The U.S. consulting company Frost & Sullivan has announced through the North American Biodegradable Package Market Analysis Report that as people continue to be educated on the importance of environmental protection and health, the demand for biodegradable plastic in the packing field will continue to grow. Manufactures are expected to increase production, and the entire sustainable packaging market is expected to grow at 25-30% annually for the coming few years.
In the North American market, distribution channels and other government departments are actively promoting sustainable packaging - particularly in municipalities that have styrofoam bans or offer curbside composting to their citizens and businesses.
There are a few materials being used in biodegradable packaging today, including bagasse, wheatstraw, and corn.
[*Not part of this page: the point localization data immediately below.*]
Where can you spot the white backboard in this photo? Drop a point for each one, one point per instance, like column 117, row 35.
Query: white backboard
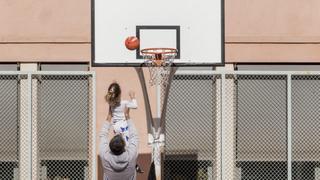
column 194, row 27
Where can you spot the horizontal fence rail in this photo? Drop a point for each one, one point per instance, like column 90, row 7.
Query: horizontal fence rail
column 243, row 125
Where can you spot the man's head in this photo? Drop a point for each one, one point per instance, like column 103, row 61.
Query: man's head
column 117, row 145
Corn is one of the more popular materials and you may have heard of corn being a source of bioplastics today. Field corn is harvested and the corn sugar, or dextrose, is used to create polylactic acid which can be molded into a variety of food packaging applications (such as corn cups or compostable utensils) which look and feel very similar to traditional petroleum based packaging.
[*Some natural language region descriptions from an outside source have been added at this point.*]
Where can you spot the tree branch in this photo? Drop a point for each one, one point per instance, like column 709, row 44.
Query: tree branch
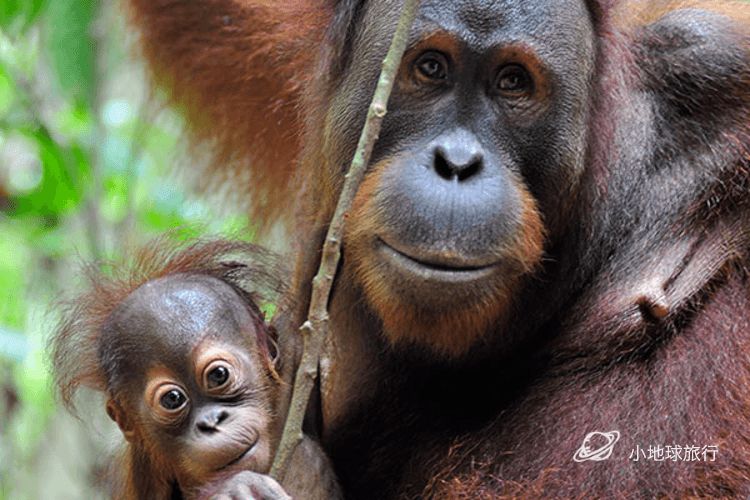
column 315, row 329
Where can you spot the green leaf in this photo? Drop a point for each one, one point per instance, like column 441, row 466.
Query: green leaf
column 14, row 261
column 64, row 176
column 7, row 92
column 17, row 15
column 72, row 46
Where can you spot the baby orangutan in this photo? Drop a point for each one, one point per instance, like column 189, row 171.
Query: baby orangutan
column 188, row 365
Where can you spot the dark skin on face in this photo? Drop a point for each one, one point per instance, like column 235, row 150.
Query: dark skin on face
column 552, row 238
column 488, row 119
column 190, row 382
column 191, row 371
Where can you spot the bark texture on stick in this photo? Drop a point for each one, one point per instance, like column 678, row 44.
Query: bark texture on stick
column 315, row 329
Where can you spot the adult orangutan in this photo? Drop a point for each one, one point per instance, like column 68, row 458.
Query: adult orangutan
column 552, row 238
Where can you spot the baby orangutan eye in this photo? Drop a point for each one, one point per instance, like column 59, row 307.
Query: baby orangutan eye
column 173, row 400
column 217, row 377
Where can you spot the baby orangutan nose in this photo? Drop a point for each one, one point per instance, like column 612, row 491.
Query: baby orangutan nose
column 208, row 422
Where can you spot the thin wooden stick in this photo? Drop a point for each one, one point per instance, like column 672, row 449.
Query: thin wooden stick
column 315, row 329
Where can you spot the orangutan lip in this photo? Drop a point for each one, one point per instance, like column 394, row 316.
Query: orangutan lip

But what about chicken feathers?
It may sound a bit odd, but the creation of plastic made from feathers is a recent development of Walter Schmidt and Justin Barone from the Agricultural Research Service (ARS), who have patented a way to convert chicken feathers into plastic. According to the National Chicken Council, Each american consumes an average of 86.3 pounds of chicken per year. Consequently, over four billion pounds of chicken feathers and serve as a major source of agricultural waste. Unlike previous methods of plastic production which involved dissolving feathers in acids or bases (not very environmentally friendly), Schmidt and Barone believed they could convert the feathers into plastic with a little heat and pressure without acids, bases, or any solvents. Their process breaks down the sulfur-sulfur bonds in the keratin found in the feathers, and when the plastic solidifies so does the keratin. This makes the plastic very durable-and because the keratin biodegrades, the plastic does as well. In fact, scientists Schmidt and Hoda from the Department of Agriculture have been tracking the rate at which these products can biodegrade through the creation of their chicken-feather flower pots (now that's a tongue twister, isn't it?) Being biodegradable, these pots are able to rot away in 6-12 months. With a overall goal of developing biodegradable keratin-based resins that can be used by container manufacturers to provide environmentally sustainable alternatives to petroleum-based plastic containers, among other products.
It appears Schmidt, Barone, and Huda are well on their way to changing the way plastics are made, one feather at a time.